The Full Disclosure Principle, which is one of the 11 primary GAAP principles, states that your bookkeeper includes all relevant information in the financial statements, either in the statements themselves or in the accompanying notes. This assures potential investors that your balance sheets tell the truth - and the whole truth.

Would you want to invest in a company if you didn't understand or trust their financial statements? That's the importance of the Generally Accepted Accounting Principles when you're seeking investment capital.

GAAP, the Generally Accepted Accounting Principles, which are the U.S. standards for bookkeeping practiced by all bookkeeping firms and all bookkeepers, including virtual bookkeepers, are formed from 11 basic principles:

1. The Business Entity Concept - If you've ever heard the term "piercing the corporate veil," this principle covers that illegal practice. It says that business accounting must be kept separate from the personal expenses and income of the owner.

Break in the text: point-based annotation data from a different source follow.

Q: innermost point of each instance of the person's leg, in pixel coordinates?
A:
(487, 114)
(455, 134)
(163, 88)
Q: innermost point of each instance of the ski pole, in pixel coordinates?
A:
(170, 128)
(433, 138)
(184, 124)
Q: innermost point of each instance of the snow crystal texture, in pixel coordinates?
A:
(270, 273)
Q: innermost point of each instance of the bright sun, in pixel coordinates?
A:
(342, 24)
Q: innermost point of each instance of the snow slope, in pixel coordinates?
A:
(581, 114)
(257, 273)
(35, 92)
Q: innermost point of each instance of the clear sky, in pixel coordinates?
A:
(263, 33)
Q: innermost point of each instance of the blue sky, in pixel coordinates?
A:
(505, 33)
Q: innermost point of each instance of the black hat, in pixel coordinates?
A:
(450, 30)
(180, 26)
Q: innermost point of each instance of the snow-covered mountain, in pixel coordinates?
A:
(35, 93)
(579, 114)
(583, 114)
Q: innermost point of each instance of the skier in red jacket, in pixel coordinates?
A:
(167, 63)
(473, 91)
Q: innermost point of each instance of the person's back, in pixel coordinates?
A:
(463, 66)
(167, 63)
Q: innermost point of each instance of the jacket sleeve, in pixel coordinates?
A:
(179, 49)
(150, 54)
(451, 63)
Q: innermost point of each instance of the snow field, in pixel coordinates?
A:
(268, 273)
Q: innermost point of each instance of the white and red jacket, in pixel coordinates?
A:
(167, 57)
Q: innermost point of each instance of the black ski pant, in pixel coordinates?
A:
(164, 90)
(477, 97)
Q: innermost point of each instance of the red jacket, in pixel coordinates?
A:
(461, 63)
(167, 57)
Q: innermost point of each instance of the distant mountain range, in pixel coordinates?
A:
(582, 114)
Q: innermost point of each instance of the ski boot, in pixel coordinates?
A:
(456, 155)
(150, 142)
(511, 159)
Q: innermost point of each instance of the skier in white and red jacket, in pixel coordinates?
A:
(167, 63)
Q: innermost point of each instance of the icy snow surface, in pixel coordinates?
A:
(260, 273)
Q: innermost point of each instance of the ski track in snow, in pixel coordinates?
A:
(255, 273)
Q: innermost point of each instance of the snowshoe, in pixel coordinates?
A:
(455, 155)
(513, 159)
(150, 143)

2. The Continuing Concern Concept - This values a business's assets under the assumption that the company will continue to stay in business. (For instance, assets from office supplies to machinery may drop in value if a business is suddenly closing.)

3. The Principle of Conservatism - A virtual bookkeeper or accountant should not paint an unusually rosy or bleak picture of a company's financial present or future. It should be fair and realistic.

4. The Objectivity Principle - Different from the Principle of Conservatism, this principle deals with financial reporting and states that accounting figures should be recorded based on objective evidence. Any one else looking at the same reports and same financial records would arrive at the same figures.

5. The Time Period Concept - Financial accounting takes place over specific time periods of the same length: months, quarters, years.

6. The Revenue Recognition Convention - Revenue should be recognized in the balance sheets when it is collected, now when it is earned.

7. The Matching Principle - Every expense item must be recorded in the same accounting period as the revenue it earned.

8. The Cost Principle - Purchases are recorded at their cost, not their value.

9. The Consistency Principle - If you use accrual based accounting, which is recognized as adhering to GAAP standards, you must continue using accrual based accounting, and not switch to a cash based accounting method. This is related to financial statements - IRS allows a business keeping accrual books to file taxes using cash basis accounting.

10. The Materiality Principle - This is the clause that helps make sure GAAP standards make sense for accountants. This principle states that GAAP must be followed except when doing so would be expensive or difficult and it would make no difference in the company's net income or the ability to read the financial statements. In other words, if you want to break GAAP, you should have a good reason and breaking GAAP won't affect the financial statements significantly.

11. The Full Disclosure Principle - Information affecting anyone's full understanding of a company's financial statements must be included with those statements. This information might be provided in the form of notes that accompany the financial statements.